When a carbon chain features a carbon-carbon double bond, the compound can be classified as an alkene.
When a carbon chain features a carbon-carbon triple bond, the compound can be classified as an alkyne.
A compound that is an aldehyde has a carbon-oxygen double bond on the terminal carbon (end of the carbon chain). A formula that ends in -CHO is an indicator that the compound is an aldehyde. Names for aldehydes end in "-al" or "-aldehyde." Due to the polarity of the C-O bond, dipole-dipole intermolecular forces are common amongst aldehydes.
A ketone is a compound in which there is carbon-oxygen double bond on a non-terminal carbon (a carbon not on the ends of the carbon chain). Names of ketones end with the suffix "-one." Similar to aldehydes, because of the polarity of the C-O bond, dipole-dipole intermolecular forces are common amongst ketones.
When a hydroxyl group (-OH) is bonded to a carbon, it is classified as an alcohol. The number of R groups that are connected to the carbon that is bonded to the hydroxyl group defines the compound as either primary, secondary, or tertiary. The names of alcohols end in the suffix "-ol" while the formulas of alcohols contain the sequence "COH." The significant difference in electronegativity between the oxygen and hydrogen results in significant polarity in the hydroxyl functional group. As a result, hydrogen bonding is common between alcohols, carboxylic acids, and water.
A carboxyl group is a carbon double bonded to an oxygen while also single bonded to an -OH group. The carboxyl group terminates the carbon chain, and like aldehydes can only be located at the end of the carbon chain. Formulas of carboxylic acids contain the formula "-COOH" while names for carboxylic acids end with the phrase "-oic acid." The significant difference in electronegativity between the oxygen and hydrogen coupled with the polar C-O bond that neighbors it, the result is significant polarity in the carboxyl functional group. As a result, hydrogen bonding is common between alcohols, carboxylic acids, and water.

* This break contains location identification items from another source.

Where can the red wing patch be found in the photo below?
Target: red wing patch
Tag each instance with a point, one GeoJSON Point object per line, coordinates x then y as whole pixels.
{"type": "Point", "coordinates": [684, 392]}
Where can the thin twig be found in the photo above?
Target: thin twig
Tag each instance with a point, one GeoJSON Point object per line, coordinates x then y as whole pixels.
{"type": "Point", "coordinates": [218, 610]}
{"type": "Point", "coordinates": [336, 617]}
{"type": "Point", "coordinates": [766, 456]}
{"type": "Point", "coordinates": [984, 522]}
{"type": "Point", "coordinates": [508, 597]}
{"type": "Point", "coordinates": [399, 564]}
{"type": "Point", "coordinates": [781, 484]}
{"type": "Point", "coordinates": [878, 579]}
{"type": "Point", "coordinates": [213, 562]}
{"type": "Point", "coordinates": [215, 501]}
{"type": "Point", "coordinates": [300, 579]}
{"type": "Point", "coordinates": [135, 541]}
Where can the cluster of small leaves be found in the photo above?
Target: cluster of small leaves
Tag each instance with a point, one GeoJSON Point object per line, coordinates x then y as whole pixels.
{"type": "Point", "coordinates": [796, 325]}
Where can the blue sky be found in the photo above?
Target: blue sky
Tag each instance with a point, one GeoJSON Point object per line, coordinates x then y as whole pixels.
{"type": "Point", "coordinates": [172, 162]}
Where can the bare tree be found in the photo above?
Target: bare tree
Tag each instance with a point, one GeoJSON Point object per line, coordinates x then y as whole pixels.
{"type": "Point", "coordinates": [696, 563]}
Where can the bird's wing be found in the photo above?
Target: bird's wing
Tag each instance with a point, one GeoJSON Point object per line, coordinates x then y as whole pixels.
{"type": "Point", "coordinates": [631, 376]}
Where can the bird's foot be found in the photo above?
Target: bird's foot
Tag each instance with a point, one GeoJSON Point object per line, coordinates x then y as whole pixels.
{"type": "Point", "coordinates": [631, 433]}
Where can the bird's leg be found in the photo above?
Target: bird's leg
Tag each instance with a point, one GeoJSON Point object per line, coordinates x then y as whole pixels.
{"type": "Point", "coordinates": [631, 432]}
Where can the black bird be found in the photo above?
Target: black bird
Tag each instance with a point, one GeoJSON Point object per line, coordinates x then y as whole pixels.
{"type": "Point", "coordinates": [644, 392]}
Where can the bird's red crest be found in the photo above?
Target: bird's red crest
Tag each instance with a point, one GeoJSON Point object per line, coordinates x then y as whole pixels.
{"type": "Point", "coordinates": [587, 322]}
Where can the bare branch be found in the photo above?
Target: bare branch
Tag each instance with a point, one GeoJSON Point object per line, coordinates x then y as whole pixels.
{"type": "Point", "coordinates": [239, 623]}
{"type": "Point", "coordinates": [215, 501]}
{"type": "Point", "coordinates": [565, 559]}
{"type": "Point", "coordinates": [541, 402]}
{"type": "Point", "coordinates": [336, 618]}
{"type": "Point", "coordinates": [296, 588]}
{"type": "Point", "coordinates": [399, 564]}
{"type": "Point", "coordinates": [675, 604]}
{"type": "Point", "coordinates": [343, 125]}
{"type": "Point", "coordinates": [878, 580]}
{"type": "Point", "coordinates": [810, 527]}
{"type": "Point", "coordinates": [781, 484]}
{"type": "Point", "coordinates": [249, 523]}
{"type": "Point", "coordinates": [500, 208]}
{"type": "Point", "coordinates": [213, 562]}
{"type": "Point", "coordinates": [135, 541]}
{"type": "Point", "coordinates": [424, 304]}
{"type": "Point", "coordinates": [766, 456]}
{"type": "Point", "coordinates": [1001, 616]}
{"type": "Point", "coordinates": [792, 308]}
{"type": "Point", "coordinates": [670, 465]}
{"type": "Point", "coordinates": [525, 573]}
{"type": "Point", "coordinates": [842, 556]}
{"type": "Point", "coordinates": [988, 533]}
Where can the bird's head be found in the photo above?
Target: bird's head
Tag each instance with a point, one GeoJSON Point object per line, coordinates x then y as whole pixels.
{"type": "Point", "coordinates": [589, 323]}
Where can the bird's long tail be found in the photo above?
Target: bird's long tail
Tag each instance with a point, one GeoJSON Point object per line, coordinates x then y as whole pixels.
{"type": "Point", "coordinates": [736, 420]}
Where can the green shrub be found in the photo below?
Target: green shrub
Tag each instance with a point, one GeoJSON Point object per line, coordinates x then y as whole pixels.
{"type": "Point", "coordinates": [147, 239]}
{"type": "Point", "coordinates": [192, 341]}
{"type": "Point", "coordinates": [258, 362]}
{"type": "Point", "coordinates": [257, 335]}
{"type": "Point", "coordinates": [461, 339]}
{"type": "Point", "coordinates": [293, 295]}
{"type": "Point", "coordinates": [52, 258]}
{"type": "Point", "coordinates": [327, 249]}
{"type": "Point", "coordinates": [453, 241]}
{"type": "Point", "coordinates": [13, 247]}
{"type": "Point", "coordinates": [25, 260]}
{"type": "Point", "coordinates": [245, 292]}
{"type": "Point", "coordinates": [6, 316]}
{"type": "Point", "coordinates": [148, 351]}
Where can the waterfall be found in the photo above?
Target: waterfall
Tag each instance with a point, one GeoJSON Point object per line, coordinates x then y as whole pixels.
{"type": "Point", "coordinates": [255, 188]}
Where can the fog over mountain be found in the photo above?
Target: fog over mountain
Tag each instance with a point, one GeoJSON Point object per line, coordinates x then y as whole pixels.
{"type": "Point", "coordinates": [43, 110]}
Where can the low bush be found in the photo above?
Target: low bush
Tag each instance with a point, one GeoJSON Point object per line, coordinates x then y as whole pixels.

Ethers are compounds in which the carbon chain is interrupted with a R-O-R' single bond sequence. The R groups can be carbon chains of any length.
Esters are similar to carboxylic acids. They have a carbon that is double bonded to an oxygen and single bonded to another. Unlike the carboxylic acid, the single bonded oxygen does not connect to a hydrogen and terminate the chain. Rather, it connects to another R group - a carbon chain of any length.
Amines are compounds in which the carbon chain features carbon-nitrogen bonds. These bonds can be found on the carbon chain's branches, ends, or within the chain itself. The number of carbons that are bonded to the nitrogen is used to categorize the amine as either primary, secondary, or tertiary.
Melting and Boiling Points
Among compounds with the same number of carbons, the alcohol and carboxylic acid will always have the highest melting and boiling point, while the alkane will always be the lowest. The alcohols and carboxylic acids are hgih due to the presence of intermolecular forces - specifically hydrogen bonding. The attraction between neighboring molecules will be exceptionally strong due to the very electronegative oxygens in the carboxyl and hydroxyl groups attracting the hydrogens on those same functional groups of neighboring molecules. Aldehydes and ketones will exhibit lower melting and boiling points because of the weaker dipole-dipole interactions that exist. While not as strong as hydrogen bonding, the C=O bonds creates a moderate dipole that can attract C=O bonds of neighboring molecules. This attraction needs to be overcome to separate molecules and causes melting and boiling points to be higher than the alkanes, but lesser than the alcohols and alkanes. In alkanes, there is no attraction between molecules, so the only obstacles to separating them comes from the molecule's mass and branching.